MY RATING: 8 out of 10


  1. Have added this movie to my must-see list - thanks for recommending!

  2. I don't know how I've missed this one through the years, but it's a movie I'd really like to see. Thanks for a charming post.

  3. David,
    I always learn such interesting stuff from your articles. I had no idea that Bing founded Del Mar in the 30's. I'm a big fan of horse racing having grown up getting to go to Santa Anita and Hollywood Downs racetracks with the parents. (sneaking bets through my mom as great although frowned upon)

    I had no idea that Baxter didn't care for horses until reading Lindsay's review and I wish Capra would have cast someone else. As you've pointed out here, at least Capra gave another racing film a go.

    This one sounds like the better film of the two and I will add it to the 'must see' list.

    I've never owned pets or wanted pets either but I do love my parents dogs. We had poodles when I was a kid and I never took to them. We did have a couple of horses for a time but after getting run through a chicken coop while on the back of one I soured on riding them after that!

    Thanks for participating in the Horseathon and exposing us to another great Bing vehicle with your stellar review.

  4. It's great fun to watch "Broadway Bill" and "Riding High" back to back because when a supporting cast member from the original was available, he was used again. It's a real treat and it's one of the ways I introduced my daughter to classic character greats. Clarence Muse is one of the actors who repeated his role. In the original film he clearly is working for "Dan", but in "Riding High" he is a partner in every sense of the word.

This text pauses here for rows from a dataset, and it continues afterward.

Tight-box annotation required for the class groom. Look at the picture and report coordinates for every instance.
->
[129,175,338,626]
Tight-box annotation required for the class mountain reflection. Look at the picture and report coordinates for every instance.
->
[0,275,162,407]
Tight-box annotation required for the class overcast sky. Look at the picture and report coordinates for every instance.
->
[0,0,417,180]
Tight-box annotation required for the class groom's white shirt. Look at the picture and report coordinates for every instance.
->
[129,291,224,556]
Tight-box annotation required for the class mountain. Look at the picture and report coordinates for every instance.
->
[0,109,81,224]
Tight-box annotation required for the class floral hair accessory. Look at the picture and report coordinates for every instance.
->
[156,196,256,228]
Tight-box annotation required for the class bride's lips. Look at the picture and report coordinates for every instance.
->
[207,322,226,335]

    "Riding High" features one of Bing's most appealing roles. He must have had a lot of fun making this picture.

  5. David ~ may I begin by saying how nice it is to see you are part of the horseathon. This is a great choice for a blogathon with horses as the focus. I can think of only one other musical set at the track, “The Lemon Drop Kid” with Bob Hope, a great favorite a Christmas time. I have seen Capra’s “Broadway Bill”, and while I don’t think it is as bad as the director claims, Myrna Loy really is the highlight of the film. Your fascinating background information on “Riding High” has me curious to see how the films compare, and if Crosby made a better lead than Warner Baxter.

  6. How cool to have two posts in the Horseathon, one about the original film and one about the remake. BROADWAY BILL sounds interesting but RIDING HIGH seems even better. I have yet to see either film but will try and remedy that soon. Thanks for the fascinating info about Clarence Muse; I always find classic Hollywood's treatment and availability of ethnic roles so interesting. Thanks for a good read!

  7. Bing Crosby, horses, Capra - what's not to like? I'm a fan of Mr. C, so anything he was in was elevated by his presence (in my opinion). Thanks for an entertaining post!

  8. It's awfully hard to top the original (which is one of my favorite Capra features) but Riding High is an entertaining little romp, primarily for the Oliver Hardy bit and especially for the presence of Clarence Muse, whose treatment by Hollywood is a crying shame. (You only have to watch a few chapters of the atrocity that is Jungle Queen to know what I mean.) Great review, David!

  9. This is was really great classic movie about that riding a horse. It is a great and informative article I have read. I hope I can watch this classic movie.